The Commission’s complaint alleges that prior to October 2005, Grant was a registered representative of broker-dealer Wedbush Morgan Securities and had more than 300 customer accounts, representing more than $100 million in assets, virtually all of which were managed by California-based investment adviser First Wilshire Securities Management. According to the complaint, Grant resigned from Wedbush on September 30, 2005 so that he could operate Sage, his own investment advisory firm. The complaint alleges that, in a letter dated October 4, 2005, Grant told his Wedbush customers that Sage had been formed to handle their investments and that, at the suggestion of First Wilshire, their accounts were being moved from Wedbush to a discount broker. The complaint alleges that the letter told Grant’s customers that the charge for their accounts was changing from a 1% management fee paid to First Wilshire plus Wedbush’s brokerage commissions to a 2% “wrap fee” paid to Sage, and that First Wilshire had indicated that the wrap fee had been historically less expensive than the previous arrangement. According to the complaint, the letter also told Grant’s customers that if they wanted to avoid any disruption in First Wilshire’s management of their assets, they had to sign and return the new advisory and custodial account documents as soon as possible. According to the complaint, in subsequent communication with customers, Grant told them that First Wilshire was no longer willing to manage their assets at Wedbush and that they had to transfer to Sage.
According to the Complaint, however, these statements were materially false and misleading because First Wilshire had not suggested a transfer from Wedbush and had not refused to manage assets at Wedbush. Moreover, according to the complaint, Grant knew that the wrap fee would not be less expensive than the previous arrangement. The complaint further alleges that Grant failed to disclose that the switch from Wedbush to the discount broker would result in significant savings that would flow to Grant and Sage rather than to the advisory clients and that, as a result, Grant and Sage’s compensation would be substantially increased. Indeed, once Grant’s customers transferred their accounts from Wedbush to Sage, Grant more than doubled his own compensation.

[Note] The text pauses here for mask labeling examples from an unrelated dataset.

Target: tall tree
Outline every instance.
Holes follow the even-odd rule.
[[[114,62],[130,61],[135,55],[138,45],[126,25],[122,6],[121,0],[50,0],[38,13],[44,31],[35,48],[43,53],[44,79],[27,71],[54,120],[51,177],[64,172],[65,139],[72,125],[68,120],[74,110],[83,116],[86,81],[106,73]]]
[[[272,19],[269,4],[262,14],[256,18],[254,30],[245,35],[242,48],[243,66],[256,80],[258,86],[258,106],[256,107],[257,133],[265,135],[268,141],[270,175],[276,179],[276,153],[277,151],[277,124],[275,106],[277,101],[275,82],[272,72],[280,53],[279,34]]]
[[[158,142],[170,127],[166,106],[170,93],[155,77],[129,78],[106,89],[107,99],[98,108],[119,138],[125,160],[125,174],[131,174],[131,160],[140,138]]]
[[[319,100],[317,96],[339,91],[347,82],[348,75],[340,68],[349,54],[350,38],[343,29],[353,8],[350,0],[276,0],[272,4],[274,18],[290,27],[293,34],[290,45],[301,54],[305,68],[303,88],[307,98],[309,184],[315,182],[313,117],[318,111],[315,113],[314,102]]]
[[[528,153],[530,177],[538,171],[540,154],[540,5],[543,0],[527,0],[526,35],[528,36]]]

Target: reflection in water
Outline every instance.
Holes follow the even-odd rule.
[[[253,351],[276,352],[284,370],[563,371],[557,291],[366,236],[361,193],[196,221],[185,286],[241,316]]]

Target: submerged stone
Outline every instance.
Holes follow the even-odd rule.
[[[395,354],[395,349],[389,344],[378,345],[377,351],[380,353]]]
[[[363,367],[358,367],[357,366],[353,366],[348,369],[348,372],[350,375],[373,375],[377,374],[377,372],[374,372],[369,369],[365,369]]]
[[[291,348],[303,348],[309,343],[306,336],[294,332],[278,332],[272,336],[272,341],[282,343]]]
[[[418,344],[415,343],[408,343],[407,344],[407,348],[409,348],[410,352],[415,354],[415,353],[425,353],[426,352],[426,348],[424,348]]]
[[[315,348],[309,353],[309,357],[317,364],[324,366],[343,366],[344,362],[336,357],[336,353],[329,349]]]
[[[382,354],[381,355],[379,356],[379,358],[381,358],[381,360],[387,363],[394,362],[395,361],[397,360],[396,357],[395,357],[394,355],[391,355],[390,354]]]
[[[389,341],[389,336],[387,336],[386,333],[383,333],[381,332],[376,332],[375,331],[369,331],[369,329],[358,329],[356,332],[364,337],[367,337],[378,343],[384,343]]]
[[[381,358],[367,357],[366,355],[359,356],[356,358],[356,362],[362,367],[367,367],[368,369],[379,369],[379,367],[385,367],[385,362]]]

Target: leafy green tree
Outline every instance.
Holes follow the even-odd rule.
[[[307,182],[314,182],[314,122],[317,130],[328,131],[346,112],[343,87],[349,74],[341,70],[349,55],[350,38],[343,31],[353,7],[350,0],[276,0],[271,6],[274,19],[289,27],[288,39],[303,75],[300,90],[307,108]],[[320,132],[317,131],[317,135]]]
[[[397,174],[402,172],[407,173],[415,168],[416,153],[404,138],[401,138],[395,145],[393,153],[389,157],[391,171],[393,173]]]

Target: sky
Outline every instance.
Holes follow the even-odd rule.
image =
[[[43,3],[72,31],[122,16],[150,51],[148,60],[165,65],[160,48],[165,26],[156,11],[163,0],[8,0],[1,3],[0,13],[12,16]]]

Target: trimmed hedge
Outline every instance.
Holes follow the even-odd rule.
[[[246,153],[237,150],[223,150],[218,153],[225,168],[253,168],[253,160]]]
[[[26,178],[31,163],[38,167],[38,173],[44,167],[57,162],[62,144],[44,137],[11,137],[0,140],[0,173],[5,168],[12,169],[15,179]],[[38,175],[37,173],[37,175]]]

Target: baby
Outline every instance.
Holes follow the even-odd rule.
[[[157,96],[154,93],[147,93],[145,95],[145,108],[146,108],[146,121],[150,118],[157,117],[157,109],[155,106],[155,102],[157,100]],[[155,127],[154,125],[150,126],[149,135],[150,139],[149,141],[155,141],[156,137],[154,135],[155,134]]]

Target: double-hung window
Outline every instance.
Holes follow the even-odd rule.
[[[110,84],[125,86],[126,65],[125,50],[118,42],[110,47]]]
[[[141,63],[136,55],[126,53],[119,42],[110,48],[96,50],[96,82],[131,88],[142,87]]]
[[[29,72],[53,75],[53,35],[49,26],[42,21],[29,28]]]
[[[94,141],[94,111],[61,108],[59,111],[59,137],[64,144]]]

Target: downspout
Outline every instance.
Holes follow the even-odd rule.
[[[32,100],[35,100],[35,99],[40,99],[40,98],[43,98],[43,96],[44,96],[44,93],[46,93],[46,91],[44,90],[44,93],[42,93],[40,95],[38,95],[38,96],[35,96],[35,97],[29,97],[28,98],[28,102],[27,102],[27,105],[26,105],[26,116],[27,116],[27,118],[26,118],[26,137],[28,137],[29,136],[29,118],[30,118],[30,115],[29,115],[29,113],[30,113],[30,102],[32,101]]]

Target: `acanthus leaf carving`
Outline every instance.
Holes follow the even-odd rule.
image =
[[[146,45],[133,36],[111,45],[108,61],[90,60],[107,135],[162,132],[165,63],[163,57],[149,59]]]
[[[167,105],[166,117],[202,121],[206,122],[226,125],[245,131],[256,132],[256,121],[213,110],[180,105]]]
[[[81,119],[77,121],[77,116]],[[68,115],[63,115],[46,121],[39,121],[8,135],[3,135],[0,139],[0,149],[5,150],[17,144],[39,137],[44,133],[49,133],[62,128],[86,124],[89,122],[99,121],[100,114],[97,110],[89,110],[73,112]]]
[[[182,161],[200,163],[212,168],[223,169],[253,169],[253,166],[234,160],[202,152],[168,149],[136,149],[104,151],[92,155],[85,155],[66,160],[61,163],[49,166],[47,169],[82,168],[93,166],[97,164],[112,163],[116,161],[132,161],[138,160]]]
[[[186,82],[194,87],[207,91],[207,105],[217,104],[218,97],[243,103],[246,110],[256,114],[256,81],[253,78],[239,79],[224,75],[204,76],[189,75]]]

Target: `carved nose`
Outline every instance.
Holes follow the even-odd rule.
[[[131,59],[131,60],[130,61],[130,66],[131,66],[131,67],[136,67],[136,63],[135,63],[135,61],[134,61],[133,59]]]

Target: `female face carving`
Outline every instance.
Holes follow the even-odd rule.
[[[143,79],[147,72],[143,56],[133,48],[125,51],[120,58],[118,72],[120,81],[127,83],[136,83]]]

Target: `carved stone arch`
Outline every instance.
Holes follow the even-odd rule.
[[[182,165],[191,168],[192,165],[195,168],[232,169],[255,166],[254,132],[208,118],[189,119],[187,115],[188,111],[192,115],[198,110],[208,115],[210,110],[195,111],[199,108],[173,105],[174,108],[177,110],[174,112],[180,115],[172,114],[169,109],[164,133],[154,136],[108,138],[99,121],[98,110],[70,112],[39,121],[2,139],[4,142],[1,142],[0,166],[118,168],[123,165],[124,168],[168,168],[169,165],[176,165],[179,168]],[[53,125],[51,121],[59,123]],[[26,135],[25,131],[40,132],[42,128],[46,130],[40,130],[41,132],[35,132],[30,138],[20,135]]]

The Commission’s complaint alleges that Sage and Grant violated Sections 17(a) of the Securities Act of 1933, Section 10(b) of the Securities Exchange Act of 1934 and Rule 10b-5 thereunder and Sections 204A, 206, 207 of the Investment Advisers Act of 1940 and Rules 204A-1 and 206(4)-7 thereunder. The Commission seeks the entry of a permanent injunction, disgorgement of ill-gotten gains plus pre-judgment interest, and the imposition of civil monetary penalties against Sage and Grant.
The SEC acknowledges the assistance of Secretary of the Commonwealth of Massachusetts William F. Galvin and the Massachusetts Securities Division in its investigation.